Au début des années 70, le glam rock était scindé en deux mouvements : d’un côté, celui qui se rapprochait des écoles d’art, symbolisé par David Bowie, Roxy Music et Brian Eno et de l’autre, le glam rock plus direct, qui répondait au mot d’ordre « clap your hand and stomp your feet » et comptait dans ses rangs Sweet, Mud, Hector et Slade. Très influencé dans leurs débuts dans les années 60 par le R&B et la Motown, Slade avait brièvement adopté un look skinhead sur les conseils de leur manager, Chas Chandler. La légende veut qu’il se soit inspiré du look de Neat Change et des hooligans (non pas que les mecs de Slade soient des petits joueurs en la matière, surtout avec des types comme Noddy Holder dans le groupe). L’image de dur à cuire de Slade, leurs voix rauques et tapageuses et leur rock’n’roll sans prétention ont contribué à l’éducation de beaucoup de boot boys.

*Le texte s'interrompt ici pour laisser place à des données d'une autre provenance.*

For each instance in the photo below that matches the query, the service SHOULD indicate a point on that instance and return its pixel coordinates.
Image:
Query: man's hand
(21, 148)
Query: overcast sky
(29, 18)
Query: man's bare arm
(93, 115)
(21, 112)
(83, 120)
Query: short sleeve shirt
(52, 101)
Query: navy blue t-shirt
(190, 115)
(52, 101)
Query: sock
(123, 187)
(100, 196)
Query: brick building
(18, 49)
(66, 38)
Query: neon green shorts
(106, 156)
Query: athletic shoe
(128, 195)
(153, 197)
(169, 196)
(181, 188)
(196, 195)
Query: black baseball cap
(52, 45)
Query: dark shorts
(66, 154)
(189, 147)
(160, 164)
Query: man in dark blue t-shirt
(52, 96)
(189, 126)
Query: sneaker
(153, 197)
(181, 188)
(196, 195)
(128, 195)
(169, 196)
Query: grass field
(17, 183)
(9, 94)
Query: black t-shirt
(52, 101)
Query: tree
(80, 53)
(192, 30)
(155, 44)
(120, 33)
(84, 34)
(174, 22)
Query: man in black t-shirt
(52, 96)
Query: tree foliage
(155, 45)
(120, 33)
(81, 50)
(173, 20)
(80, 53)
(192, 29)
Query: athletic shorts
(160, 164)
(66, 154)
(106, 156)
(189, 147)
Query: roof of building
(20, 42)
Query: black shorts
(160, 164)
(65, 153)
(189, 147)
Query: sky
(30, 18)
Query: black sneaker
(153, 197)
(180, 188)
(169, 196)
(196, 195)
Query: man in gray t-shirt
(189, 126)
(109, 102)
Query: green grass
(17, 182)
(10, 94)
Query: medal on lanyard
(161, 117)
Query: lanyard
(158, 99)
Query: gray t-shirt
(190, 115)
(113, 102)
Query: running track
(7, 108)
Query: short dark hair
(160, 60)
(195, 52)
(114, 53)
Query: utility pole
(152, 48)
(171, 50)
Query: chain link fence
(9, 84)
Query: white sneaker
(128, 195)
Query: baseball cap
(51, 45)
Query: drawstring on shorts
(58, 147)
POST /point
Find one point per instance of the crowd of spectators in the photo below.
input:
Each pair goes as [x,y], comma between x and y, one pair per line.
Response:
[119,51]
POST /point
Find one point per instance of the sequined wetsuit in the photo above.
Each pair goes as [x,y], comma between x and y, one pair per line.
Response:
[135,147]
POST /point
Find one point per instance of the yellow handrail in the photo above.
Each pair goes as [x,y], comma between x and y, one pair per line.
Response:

Marching On Together - « Leeds United »

Autre exemple d’hymne de foot hyper entraînant et taillé pour les reprises à l’unisson, ce morceau était initialement sorti en 1972 dans un format 45 tours, chanté par des membres de l’équipe de Leeds United du moment et leurs supporters. Les paroles font la part belle à la loyauté, la force par l’union, et la fierté d’appartenir à une clique, bref, tout ce qui occupait le coeur de l’aspirant Bootboy.

Freddy Alva n'a jamais foutu les pieds dans une école Borstal.